Unnamed: 0,shop_id,user_id,order_amount,total_items,cost_per_item,zscore total_items
15,42.0,607.0,704000.0,2000.0,352.0,17.118357
60,42.0,607.0,704000.0,2000.0,352.0,17.118357
520,42.0,607.0,704000.0,2000.0,352.0,17.118357
1104,42.0,607.0,704000.0,2000.0,352.0,17.118357
1362,42.0,607.0,704000.0,2000.0,352.0,17.118357
1436,42.0,607.0,704000.0,2000.0,352.0,17.118357
1562,42.0,607.0,704000.0,2000.0,352.0,17.118357
1602,42.0,607.0,704000.0,2000.0,352.0,17.118357
2153,42.0,607.0,704000.0,2000.0,352.0,17.118357
2297,42.0,607.0,704000.0,2000.0,352.0,17.118357


#### Looks like shop 42 is the culprit! Over the course of 1 month, it sold 17 orders of 2000 shoes. This is over 17 standard deviations above the mean, which absolutely explains why we were getting such a high AOV! It looks like this shop sells in wholesale while the rest of the sneaker shops sell to individual consumers, judging by the total items sold. However, it could also be used for more nefarious purposes like money laundering, seeing as all the orders are made by the same user in the same quantities. We should flag the shop and user for further investigation.

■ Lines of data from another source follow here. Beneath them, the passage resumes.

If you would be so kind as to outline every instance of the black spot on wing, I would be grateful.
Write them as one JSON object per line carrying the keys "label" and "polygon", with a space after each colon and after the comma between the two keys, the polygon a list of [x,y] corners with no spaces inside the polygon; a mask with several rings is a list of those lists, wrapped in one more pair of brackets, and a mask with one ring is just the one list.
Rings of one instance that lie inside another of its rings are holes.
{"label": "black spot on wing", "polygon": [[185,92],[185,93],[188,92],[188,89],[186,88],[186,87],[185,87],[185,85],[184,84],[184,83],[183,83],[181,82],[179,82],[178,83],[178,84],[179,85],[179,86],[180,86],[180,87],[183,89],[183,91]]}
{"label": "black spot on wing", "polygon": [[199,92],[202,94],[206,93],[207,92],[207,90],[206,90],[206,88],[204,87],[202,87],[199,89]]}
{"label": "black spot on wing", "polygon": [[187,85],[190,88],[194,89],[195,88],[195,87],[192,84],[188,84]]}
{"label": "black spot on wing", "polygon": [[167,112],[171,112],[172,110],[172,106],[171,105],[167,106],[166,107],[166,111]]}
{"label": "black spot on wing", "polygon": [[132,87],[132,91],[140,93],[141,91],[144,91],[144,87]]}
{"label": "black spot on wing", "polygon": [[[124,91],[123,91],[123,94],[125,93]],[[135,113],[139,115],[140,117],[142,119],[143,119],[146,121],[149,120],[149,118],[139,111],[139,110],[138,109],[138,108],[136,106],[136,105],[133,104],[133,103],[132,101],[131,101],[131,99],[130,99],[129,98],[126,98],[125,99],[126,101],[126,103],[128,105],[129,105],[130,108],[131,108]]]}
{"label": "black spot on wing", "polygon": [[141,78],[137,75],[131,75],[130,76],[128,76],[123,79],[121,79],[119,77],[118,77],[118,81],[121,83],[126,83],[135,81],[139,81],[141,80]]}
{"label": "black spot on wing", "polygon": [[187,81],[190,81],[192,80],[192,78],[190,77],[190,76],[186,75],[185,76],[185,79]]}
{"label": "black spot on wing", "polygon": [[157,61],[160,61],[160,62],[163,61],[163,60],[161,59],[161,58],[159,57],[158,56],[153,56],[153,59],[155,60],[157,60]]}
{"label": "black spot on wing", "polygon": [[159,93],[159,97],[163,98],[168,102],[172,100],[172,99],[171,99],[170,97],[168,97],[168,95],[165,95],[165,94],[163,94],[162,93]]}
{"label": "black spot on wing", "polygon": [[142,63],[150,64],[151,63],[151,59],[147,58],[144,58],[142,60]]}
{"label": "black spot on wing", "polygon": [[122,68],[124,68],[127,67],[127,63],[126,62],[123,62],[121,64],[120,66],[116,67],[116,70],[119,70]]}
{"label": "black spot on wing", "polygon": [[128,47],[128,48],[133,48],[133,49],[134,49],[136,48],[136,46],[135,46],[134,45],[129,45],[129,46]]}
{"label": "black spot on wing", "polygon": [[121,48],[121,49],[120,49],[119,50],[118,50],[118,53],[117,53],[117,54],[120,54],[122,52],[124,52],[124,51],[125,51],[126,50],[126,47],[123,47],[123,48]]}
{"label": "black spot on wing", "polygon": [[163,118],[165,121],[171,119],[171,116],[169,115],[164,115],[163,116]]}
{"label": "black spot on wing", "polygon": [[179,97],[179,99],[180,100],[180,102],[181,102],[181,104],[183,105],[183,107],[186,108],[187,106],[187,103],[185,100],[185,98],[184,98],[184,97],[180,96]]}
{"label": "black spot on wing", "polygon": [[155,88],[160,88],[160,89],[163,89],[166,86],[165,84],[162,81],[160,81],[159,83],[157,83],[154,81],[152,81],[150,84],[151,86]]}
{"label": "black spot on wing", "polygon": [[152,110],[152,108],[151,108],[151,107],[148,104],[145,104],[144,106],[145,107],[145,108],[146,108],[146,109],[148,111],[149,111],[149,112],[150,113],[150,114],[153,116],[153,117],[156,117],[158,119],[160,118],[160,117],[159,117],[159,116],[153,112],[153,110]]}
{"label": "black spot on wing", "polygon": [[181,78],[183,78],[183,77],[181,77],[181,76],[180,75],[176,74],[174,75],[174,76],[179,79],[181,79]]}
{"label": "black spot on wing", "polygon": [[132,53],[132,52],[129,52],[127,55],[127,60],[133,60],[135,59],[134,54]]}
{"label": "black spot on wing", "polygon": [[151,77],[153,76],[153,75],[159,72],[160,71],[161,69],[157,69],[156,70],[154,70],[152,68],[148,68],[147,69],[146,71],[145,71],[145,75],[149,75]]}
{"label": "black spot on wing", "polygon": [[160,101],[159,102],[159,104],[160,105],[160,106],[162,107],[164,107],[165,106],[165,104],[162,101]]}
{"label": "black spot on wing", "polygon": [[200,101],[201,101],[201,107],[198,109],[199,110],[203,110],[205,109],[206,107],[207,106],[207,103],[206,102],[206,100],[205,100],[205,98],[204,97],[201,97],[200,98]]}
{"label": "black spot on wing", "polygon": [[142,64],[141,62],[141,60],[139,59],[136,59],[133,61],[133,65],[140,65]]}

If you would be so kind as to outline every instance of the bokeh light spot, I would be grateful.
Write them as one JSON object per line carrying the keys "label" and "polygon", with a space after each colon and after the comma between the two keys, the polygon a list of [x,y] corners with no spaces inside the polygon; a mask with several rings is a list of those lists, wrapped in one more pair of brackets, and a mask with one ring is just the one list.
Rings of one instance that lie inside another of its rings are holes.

#### We aren't done quite yet. We still need to do the same for the cost per item feature to ensure that it doesn't have any biases.

In [9]:
#Calculating Z-score for the "cost_per_item" feature and filtering the transactions over 1 standard deviation above the mean
df['zscore cost_per_item'] = (df['cost_per_item'] - df['cost_per_item'].mean())/df['cost_per_item'].std()
df[df['zscore cost_per_item']>1]

Unnamed: 0,shop_id,user_id,order_amount,total_items,cost_per_item,zscore total_items,zscore cost_per_item
160,78.0,990.0,25725.0,1.0,25725.0,-0.066946,10.375771
490,78.0,936.0,51450.0,2.0,25725.0,-0.058349,10.375771
493,78.0,983.0,51450.0,2.0,25725.0,-0.058349,10.375771
511,78.0,967.0,51450.0,2.0,25725.0,-0.058349,10.375771
617,78.0,760.0,51450.0,2.0,25725.0,-0.058349,10.375771
691,78.0,878.0,154350.0,6.0,25725.0,-0.023961,10.375771
1056,78.0,800.0,25725.0,1.0,25725.0,-0.066946,10.375771
1193,78.0,944.0,25725.0,1.0,25725.0,-0.066946,10.375771
1204,78.0,970.0,25725.0,1.0,25725.0,-0.066946,10.375771
1259,78.0,775.0,77175.0,3.0,25725.0,-0.049752,10.375771


#### Looks like we found another anomaly - shop 78 priced its sneakers at over 10 standard deviations above the mean! This time, it seems that this store sells a luxury sneaker, priced at $25,725. There's nothing too suspicious about this shop, as the users buying the shoes seem to appear normal. This store likely caters to luxury consumers.

#### Now that we identified the anomalies, it's time to think of a better way to represent this metric:

#### Option 1: Remove the outliers and re-calculate

In [10]:
#Calculate the AOV again, but this time removing all the outliers
AOV = df[(df['zscore cost_per_item']<1) & (df['zscore total_items']<1)]['order_amount'].mean()
AOV

302.58051448247926

#### Option 2: Calculate the median without removing outliers

In [11]:
#Calcualte the MOV without removing any outliers
MOV = df['order_amount'].median()
MOV

284.0

#### Option 3: Calculate the AOV using the median values of the quantity and price via the Revenue formula

In [12]:
AOV3 = df['cost_per_item'].median()*df['total_items'].median()
AOV3

306.0

### b. What metric would you report for this dataset?

#### We could still use Option 1 if we were willing to drop the outliers in the dataset. However, that may be unfavorable if we want to retain all the data, as dropping some data would not give us the entire picture.Option 3 is also possible, however it is the least accurate metric among the three methods, as it a sort round-a-bout way of achieving the answer. We could also calculate the Median Order Value (MOV) over the same 30 day window which would calculate the metric based on percentile instead. This would allow us to still include the outliers without introducing a bias in the final metric

### c. What is its value?

#### Median Order Value (MOV) = $284.0

#### This is far more reasonable than the initial average order value of over $3000. It should also be noted that an order can contain multiple shoes and therefore this metric should not be used to evaluate how affordable the the sneakers on Shopify are.